Also, he might have added, strangely but compellingly innocent. Because, whereas Grady - like the character Douglas played in the 1993 hit movie - keeps falling down, there always seems to be someone to catch him, someone to help him. And, for all their hidden agendas, deceptions, self-deceptions and occasional moments of violence, the main characters are all good-natured innocents trying to make the best of the hand that has been dealt to them. Wonder Boys is, in the final analysis, a hymn to the human condition, with all its flaws and foibles.
Nowhere is this clearer than in Grady’s response to Hannah, the beautiful young female student - played by Dawson’s Creek’s Katie Holmes - who has taken a room in his house and repeatedly hints that she might like their relationship to become even closer. “I’m not as innocent as you think,” she tells Grady coyly at one stage. “Too bad,” he replies. “The world needs all the innocence it can get.”
But the core relationship in Wonder Boys is not between Grady and Hannah, not even between him and Sara (a warm, intelligent performance by McDormand): it is the almost paternal relationship he slowly establishes with James Leer.

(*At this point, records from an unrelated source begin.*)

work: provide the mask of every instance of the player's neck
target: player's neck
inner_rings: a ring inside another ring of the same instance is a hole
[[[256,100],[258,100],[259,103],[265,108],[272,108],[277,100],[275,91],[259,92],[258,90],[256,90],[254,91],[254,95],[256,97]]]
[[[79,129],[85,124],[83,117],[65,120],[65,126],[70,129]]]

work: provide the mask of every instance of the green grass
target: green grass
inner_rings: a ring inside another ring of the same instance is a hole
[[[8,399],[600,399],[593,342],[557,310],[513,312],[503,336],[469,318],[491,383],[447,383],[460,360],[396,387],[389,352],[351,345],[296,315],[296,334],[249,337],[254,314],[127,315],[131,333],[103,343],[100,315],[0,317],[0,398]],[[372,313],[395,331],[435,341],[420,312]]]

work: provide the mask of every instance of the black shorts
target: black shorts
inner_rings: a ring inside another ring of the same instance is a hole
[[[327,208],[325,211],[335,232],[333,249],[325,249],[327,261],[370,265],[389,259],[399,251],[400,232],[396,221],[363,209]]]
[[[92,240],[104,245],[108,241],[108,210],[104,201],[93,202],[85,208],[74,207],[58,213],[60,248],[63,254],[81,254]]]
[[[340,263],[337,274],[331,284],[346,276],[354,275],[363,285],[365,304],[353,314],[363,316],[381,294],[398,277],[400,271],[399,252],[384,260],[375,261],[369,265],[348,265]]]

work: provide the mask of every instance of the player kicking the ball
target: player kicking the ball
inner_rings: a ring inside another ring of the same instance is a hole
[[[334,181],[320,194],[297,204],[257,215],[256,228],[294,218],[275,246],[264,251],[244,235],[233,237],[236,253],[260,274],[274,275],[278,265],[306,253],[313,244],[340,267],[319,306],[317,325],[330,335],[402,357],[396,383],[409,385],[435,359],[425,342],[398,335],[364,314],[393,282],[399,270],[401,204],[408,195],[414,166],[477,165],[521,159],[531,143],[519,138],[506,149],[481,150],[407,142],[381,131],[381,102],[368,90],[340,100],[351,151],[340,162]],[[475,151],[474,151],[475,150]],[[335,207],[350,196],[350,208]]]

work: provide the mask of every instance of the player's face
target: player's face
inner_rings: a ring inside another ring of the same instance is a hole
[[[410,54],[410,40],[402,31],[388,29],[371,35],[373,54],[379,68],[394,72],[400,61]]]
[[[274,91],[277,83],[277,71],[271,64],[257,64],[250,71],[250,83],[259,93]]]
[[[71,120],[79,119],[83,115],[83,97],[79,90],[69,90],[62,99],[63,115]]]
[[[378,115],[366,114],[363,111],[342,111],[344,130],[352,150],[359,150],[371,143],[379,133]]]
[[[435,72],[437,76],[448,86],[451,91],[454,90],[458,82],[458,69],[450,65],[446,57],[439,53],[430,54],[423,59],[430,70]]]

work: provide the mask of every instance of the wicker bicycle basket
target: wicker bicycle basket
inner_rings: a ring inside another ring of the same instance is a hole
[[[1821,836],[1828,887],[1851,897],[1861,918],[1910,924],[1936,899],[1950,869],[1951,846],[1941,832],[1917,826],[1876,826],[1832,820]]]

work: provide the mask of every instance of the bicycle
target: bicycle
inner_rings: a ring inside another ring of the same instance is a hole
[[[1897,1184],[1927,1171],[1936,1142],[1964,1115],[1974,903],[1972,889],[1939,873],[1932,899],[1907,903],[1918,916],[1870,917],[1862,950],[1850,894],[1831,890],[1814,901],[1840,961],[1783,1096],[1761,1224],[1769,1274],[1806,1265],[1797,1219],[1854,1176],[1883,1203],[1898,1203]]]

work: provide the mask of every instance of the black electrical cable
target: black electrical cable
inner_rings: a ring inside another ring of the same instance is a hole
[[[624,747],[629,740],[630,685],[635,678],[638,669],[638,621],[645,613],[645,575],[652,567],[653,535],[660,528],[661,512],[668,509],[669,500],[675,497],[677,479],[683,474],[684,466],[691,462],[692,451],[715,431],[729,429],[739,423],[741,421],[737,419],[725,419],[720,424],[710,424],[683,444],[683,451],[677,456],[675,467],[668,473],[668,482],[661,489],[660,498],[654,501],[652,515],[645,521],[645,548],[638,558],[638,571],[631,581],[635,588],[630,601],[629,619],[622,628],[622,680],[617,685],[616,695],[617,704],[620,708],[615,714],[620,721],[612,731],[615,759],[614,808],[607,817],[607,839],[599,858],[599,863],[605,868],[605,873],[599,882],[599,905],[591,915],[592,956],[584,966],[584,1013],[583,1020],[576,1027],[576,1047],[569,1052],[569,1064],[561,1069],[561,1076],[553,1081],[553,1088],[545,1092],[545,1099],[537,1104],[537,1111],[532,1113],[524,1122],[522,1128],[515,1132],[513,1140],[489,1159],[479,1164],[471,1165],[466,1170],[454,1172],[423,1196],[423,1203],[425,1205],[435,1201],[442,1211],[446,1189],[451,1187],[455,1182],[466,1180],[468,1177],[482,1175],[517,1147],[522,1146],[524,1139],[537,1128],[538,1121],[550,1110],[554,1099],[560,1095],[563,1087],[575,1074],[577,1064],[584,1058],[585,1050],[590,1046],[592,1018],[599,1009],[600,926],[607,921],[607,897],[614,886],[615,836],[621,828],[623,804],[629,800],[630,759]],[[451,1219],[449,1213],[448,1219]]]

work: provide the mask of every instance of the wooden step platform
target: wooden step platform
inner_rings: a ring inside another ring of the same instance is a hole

I say ‘almost’ because, although Wonder Boys is in many ways a coming-of-age movie, the ones who come of age over the weekend are both the 20-year-old and the 50-year-old, as they discover truths about themselves in the process of coping with an almost farcical escalation of events. The movie is punctuated with scenes in Grady’s decrepit car, in which the two drive from one improbable encounter to another, getting to know each other in the process.
And, not long after his morose debut - where, after Grady has read his latest literary guilt-trip to the class, James’ only comment is to ask him to turn out the lights and leave him in the dark when class is dismissed - the boy begins to thaw. “I don’t think he has social skills,” says Maguire of James’ starting point. “He doesn’t know how to relate. He’s guarded and keeps his distance from kids his own age. But, even with his guard up, James has a great sparkle underneath and is thrilled to be hanging around with these two older guys, Grady and Crabtree.”